Commonly, academic researchers gain data through observational sampling or experiments, and statistical/government agencies still collect data mostly through off-line means (e.g., survey, reports, or census).

On the other hand, industry and services often get their data on-line from business processes, i.e., from logistical, production, and administrative transactions. For example, sales data may be collected and updated directly from point-of-sales (POS) devices, then stored into some “database” or “datawarehouse”.

Definition 2.5 A database is an organized collection of structured information, or data, typically stored electronically in a computer system.

A database is usually controlled by a database management system (DBMS).
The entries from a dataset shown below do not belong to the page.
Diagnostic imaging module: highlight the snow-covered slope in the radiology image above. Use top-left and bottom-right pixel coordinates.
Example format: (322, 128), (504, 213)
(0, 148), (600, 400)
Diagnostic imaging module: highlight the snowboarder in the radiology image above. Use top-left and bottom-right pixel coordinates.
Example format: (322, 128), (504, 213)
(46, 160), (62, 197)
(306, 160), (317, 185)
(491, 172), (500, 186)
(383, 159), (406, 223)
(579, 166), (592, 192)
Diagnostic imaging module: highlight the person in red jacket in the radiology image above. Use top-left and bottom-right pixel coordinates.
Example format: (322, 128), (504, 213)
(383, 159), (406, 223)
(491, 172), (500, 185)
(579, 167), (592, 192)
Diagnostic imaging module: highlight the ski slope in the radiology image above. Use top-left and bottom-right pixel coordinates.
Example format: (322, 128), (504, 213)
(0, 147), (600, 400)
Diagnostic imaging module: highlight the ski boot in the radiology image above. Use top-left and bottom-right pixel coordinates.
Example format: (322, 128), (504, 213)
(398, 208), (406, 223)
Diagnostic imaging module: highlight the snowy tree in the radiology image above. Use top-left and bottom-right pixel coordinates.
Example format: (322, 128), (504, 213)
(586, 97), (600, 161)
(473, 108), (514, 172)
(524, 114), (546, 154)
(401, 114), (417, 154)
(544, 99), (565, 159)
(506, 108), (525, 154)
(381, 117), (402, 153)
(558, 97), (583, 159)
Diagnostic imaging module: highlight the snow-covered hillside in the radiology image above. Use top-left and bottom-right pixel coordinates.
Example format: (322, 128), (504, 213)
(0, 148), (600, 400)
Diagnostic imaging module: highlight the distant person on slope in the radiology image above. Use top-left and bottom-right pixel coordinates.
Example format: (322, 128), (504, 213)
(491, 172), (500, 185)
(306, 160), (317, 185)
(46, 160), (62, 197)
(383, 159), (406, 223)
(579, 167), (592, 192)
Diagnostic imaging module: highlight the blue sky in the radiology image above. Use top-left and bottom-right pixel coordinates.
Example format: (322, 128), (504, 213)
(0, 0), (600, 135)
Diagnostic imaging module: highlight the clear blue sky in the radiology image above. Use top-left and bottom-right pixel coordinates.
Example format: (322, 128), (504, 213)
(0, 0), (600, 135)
Together, the data and the DBMS, along with the applications that are associated with them, are referred to as a database system, often shortened to just database.

When doing analysis from a database, you may only want to extract a part of it, because your computer may not be able to handle if you extract the whole database.

Definition 2.6 Structured Query Language (SQL) is a domain-specific and the standard language used to manage data, especially in a relational database management system.

SQL is used to interact (or “talk”) with relational databases such as SQLite, MySQL, PostgreSQL, Oracle, and Sysbase. This is optimized for certain data arrangements.

When working with large datasets, integrating SQL with R provides an efficient workflow for data manipulation, extraction, and analysis.

2.4.1 Connecting to a Database

There are several ways of running SQL in R. All methods require to connect to a database management system (e.g., MySQL).

However, we do not have access to existing databases. Hence, we shall set-up a simple database in our local machines. That way, we can practice SQL in RStudio without connecting to a formal database.

To set-up an sqlite database in memory, you need to install the RSQLite package.

library(DBI)
library(RSQLite)

To set-up a connection to a database, you need the dbConnect() function from DBI package. In this case, we use dbConnect() to set-up a database in memory.

First, download the database bank.sqlite to your working directory.
Now, we connect to SQLite database, which is in our local device.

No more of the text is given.